Cet algorithme acéphale est l’illustration parfaite de la « main invisible des marchés », une main guidée par l’appât du gain, mais dont la poursuite de ses propres intérêts ne concourt pas, contrairement à ce que soutenait Adam Smith, à l’autorégulation. Bien au contraire, la tactique de Sniper pourrait un jour parasiter ce monde de requins et causer l’effondrement des marchés à haute fréquence. La dématérialisation économique et la spéculation qui l’entoure se retrouvent autant dans l’immobilier que dans l’art à travers les fluctuations de la valeur. C’est à cette traduction matérielle de données invisibles et abstraites, déterminant la valeur d’une chose, que de nombreux artistes nous invitent aujourd’hui.
« La valeur n’est, en somme, jamais autre chose qu’une image qui se charge d’une puissance doxique, d’une puissance de notoriété. C’est cela que nous ne cessons de regarder ici, pourvu que jamais n’advienne la formule ”cash, check charge or art” »[2], conclut Fabien Vallos, afin de présenter l’exposition quasi éponyme de l’espace Arondit, rue Quincampoix.

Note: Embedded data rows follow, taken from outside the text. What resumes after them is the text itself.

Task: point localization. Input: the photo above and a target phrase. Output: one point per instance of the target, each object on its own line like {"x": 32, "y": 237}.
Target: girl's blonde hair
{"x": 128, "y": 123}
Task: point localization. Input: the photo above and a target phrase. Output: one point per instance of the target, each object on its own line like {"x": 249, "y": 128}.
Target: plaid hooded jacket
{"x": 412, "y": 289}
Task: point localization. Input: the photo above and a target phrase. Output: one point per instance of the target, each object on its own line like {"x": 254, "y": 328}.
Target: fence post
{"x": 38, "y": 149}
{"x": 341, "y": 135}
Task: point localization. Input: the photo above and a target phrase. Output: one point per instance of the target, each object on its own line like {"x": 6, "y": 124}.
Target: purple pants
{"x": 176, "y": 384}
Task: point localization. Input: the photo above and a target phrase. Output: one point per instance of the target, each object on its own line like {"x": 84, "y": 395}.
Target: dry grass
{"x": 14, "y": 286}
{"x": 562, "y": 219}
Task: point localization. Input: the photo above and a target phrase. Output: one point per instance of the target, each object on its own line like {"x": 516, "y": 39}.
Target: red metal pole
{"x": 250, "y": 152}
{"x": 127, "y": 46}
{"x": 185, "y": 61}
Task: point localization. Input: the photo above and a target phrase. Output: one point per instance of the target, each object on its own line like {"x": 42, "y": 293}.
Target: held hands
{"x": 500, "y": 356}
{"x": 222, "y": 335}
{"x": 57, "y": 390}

Dix ans après la crise des supprimes, les marchés financiers poursuivent leurs opérations, les traders humains ont depuis longtemps été remplacés par des modélisations mathématiques. La virtualisation est à son comble, au point que les banquiers de la BNP ont du mal à répondre aux questions simples de l’artiste Marine Semeria, venue en caméra cachée : « D’où vient l’argent lorsqu’on fait un crédit ? Qui crée la monnaie et comment ? ». De ces flottements dans les réponses, de ces rires forcés et gênés s’ensuit une série de réflexions passionnantes, parmi lesquelles la création de l’argent devient un facteur de création de la valeur, à moins que ce ne soit l’inverse. Le malaise procède d’une boucle, dont il ne faudrait dévier. Car la spéculation, quand bien même désignerait-elle l’« observation », n’en repose pas moins sur des calculs, de la pré-vision, à l’image de la vidéo Liquidity de Hito Steyerl dressant un parallèle entre les changements climatiques et la tempête financière engendrée par la faillite de la banque de Lehman Brothers.
« Comment en est-on arrivé à imaginer que l’évaluation de la situation économique d’un pays pourrait découler du même calcul que la prévision de la météo du week-end ? », « Quels liens pourrait-il exister entre l’observation des vagues et l’analyse financière ? », renchérit Hugo Brégeau dans ses tirages numériques Dites-le avec des fleurs et Le bassin boursier.
Le fait est que, une fois de plus, des forces supposées invisibles agencent le cours des choses. Flux et reflux parsèment la grille de compréhension et d’instauration de la valeur, sous couvert d’anticipation. Plus que jamais, la spéculation se retrouve au cœur d’une réflexion sur l’art contemporain. Au point que la substitution progressive du « contemporain » par la formule « art émergent », en devient douteuse, tels un symptôme ou la réponse à une crise qui ne saurait être que financière. La promesse de l’émergence suit la voie du risque et du pari. Elle redéfinit le temps qui est le nôtre comme elle fait le vœu d’un futur qui informerait notre présent. Elle affirme la volonté de changer de référentiel, de régimes du vrai et du faux, bref de système de valeurs.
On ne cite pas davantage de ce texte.